Ao retornar à casa da minha mãe –
digo apenas da minha mãe porque minha casa sempre foi ela – tenho a sensação de
que saio da minha casa. Isso pode parecer óbvio num primeiro olhar, mas, com a
seguinte explicação, também não estou bem certo se me farei entender.
Apesar de confiar em seu desejo
materno de me ver feliz e realizado, a influência que os pais em geral exercem
sobre os filhos pode causar-lhes um estrago ou um benefício significativos.
Explico: viver sob o domínio parental pode promover uma alienação de si mesmo,
na medida em que o exercício do autoconhecimento sofre o ruído do “cuidado”
materno – no meu caso, materno. Por isso, só tive a impressão de me conhecer
quando saí de casa. Observei meus defeitos numa perspectiva mais crítica e menos
reativa, compreendi melhor meus anseios, e minha solidão, neste caso, foi
imprescindível para que eu conseguisse me ouvir. O silêncio nos ajuda a ouvir.

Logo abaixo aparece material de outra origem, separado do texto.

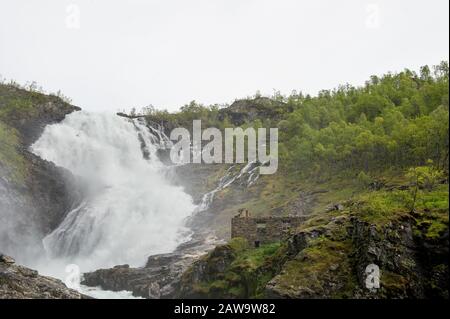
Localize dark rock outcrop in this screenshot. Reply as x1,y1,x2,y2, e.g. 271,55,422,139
0,254,89,299
0,85,81,262
82,236,223,299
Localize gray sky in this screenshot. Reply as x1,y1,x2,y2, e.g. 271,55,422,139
0,0,449,111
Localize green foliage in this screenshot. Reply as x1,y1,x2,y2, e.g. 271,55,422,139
0,121,27,183
194,238,284,298
280,62,449,177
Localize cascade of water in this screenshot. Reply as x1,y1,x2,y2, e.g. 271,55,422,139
31,112,195,271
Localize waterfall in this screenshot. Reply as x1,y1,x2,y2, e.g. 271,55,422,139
31,111,195,271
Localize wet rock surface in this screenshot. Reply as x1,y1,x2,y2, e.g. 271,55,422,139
82,235,223,299
0,254,89,299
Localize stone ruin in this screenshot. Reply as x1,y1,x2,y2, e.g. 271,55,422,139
231,209,305,247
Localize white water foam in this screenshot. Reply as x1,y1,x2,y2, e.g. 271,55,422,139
31,111,195,273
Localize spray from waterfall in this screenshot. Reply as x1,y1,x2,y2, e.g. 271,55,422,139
32,112,195,272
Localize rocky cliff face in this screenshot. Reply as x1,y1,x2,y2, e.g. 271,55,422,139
0,255,89,299
82,234,222,299
178,201,449,299
0,85,81,298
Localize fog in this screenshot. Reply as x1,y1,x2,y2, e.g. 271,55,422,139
0,0,449,111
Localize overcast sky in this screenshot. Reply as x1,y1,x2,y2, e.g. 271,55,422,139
0,0,449,111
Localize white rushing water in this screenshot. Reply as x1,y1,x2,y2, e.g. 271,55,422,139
32,112,195,272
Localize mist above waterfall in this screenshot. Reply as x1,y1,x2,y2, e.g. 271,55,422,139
31,111,195,271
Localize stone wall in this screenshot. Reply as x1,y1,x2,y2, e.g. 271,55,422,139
231,216,304,244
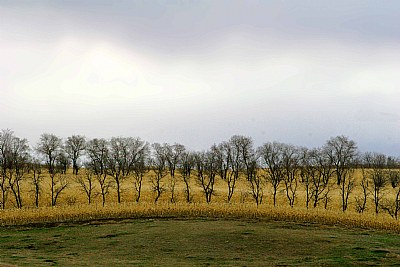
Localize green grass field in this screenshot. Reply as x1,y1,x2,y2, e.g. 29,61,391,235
0,219,400,266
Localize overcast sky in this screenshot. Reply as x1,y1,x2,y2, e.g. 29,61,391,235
0,0,400,156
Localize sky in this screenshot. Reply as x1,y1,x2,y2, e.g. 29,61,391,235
0,0,400,156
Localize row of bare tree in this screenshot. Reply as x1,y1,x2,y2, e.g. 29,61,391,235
0,130,400,218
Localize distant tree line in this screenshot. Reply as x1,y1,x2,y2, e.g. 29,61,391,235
0,130,400,219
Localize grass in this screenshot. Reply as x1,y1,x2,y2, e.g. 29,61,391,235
0,219,400,266
0,171,400,233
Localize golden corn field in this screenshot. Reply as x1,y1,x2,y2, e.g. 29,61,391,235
0,170,400,232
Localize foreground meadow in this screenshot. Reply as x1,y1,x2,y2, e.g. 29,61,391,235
0,170,400,232
0,219,400,266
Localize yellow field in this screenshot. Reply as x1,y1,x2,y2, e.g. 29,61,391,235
0,170,400,232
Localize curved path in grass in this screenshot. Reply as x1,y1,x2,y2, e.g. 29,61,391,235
0,219,400,266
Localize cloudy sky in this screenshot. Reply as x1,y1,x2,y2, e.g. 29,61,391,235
0,0,400,155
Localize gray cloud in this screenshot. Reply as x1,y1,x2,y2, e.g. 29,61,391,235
0,1,400,154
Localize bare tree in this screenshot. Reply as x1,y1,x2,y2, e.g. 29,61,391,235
165,143,185,203
36,133,68,206
324,136,357,212
131,143,151,202
108,137,147,203
6,136,29,208
150,143,168,203
85,138,112,207
246,156,264,207
300,148,333,208
195,150,218,203
364,153,388,214
215,135,244,202
381,169,400,220
65,135,86,175
178,151,194,203
300,147,316,209
258,142,284,206
0,130,14,209
75,169,96,205
282,144,300,208
356,159,370,213
30,158,43,208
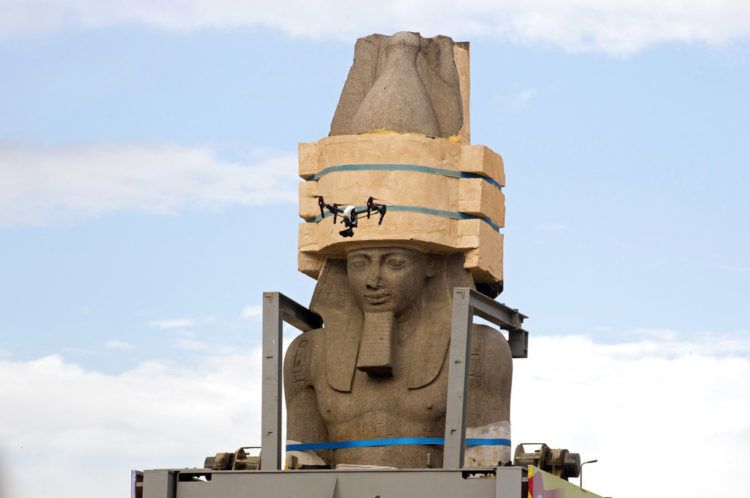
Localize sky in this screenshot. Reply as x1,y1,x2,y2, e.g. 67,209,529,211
0,0,750,498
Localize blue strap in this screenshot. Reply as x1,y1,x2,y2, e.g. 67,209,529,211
305,205,500,232
286,437,510,451
305,164,503,190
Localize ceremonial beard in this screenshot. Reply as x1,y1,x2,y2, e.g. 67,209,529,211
357,311,395,377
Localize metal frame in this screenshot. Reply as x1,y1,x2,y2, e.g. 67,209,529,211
260,287,529,470
443,287,529,469
260,292,323,470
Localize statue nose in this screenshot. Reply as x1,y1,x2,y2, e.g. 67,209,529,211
366,264,381,289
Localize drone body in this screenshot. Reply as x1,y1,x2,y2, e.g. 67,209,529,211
318,195,387,237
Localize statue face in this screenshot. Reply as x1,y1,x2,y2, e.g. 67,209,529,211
346,247,429,315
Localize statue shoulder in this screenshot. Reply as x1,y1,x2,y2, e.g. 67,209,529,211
469,324,513,377
284,329,323,386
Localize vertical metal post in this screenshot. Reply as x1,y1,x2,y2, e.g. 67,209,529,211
443,287,473,469
260,292,283,470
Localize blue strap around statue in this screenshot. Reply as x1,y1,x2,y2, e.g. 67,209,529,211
286,437,510,451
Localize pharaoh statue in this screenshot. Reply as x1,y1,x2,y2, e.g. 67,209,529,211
284,33,512,468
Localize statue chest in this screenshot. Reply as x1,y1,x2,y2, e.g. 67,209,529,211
315,358,448,440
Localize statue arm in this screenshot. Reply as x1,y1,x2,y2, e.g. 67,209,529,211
467,325,513,427
284,331,329,465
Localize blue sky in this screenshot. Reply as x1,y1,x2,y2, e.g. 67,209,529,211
0,1,750,496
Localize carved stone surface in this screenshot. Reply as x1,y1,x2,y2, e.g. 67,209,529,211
330,32,463,137
284,251,512,468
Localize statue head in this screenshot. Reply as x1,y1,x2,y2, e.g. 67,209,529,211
346,246,434,317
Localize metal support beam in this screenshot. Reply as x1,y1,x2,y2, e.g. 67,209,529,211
260,292,323,470
443,287,529,469
443,287,472,469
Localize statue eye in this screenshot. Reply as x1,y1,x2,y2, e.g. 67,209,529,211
387,258,406,268
349,258,367,270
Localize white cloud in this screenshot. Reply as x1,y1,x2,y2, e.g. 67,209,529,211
0,334,750,498
242,305,263,320
0,142,297,226
0,350,260,498
0,0,750,54
512,335,750,498
104,339,133,351
148,318,194,329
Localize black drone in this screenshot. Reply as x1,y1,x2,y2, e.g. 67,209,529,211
318,195,387,237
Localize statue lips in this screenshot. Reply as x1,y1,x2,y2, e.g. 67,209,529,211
365,293,391,306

Amo minha mãe, isso é posto.
Mas, ao viver em outras cercanias, desentranhei um bocado de vícios que não
eram meus, eram de mamãe: ser muito crítica, conhecer as pessoas profundamente
em primeiro lance, ser pessimista naqueles momentos nos quais o que eu
precisava era ânimo, etc. Hoje tenho meus próprios vícios, embebidos também das
águas do ventre materno, mas estão acrescidos, acredito, de uma substância original.
Aí me vem à cabeça, a despeito do não tão lugar-comum, a sabedoria da natureza
quando a mãe-sabiá empurra para fora do ninho o pequeno que já aprendeu as
próprias asas. Depois ele investigará sozinho qual é o melhor rasante, a
velocidade ideal para não ficar cansado, os terrenos mais férteis, as bicadas
mais certeiras, os caminhos menos perigosos e quem sabe terá até o próprio
ninho?
O famigerado amor incondicional,
talvez produto do instinto, não foge à relativização. Junto desse amor épico
frequentemente vem o legado das frustrações – por conseguinte, os ditames das
projeções –, as expectativas, a cobrança e uma série de pressupostos; por outro
lado, esse sentimento também é abrigo, é afago e outro conjunto de sutilezas
que só o espírito mais sofisticado propõe-se a compreender.
Voltar à casa da minha mãe, agora, só
para mostrar as penas novas. Depois do café, dou-lhe um beijo de gratidão e voo
para minha própria casa. Às vezes, é ela quem vem me visitar.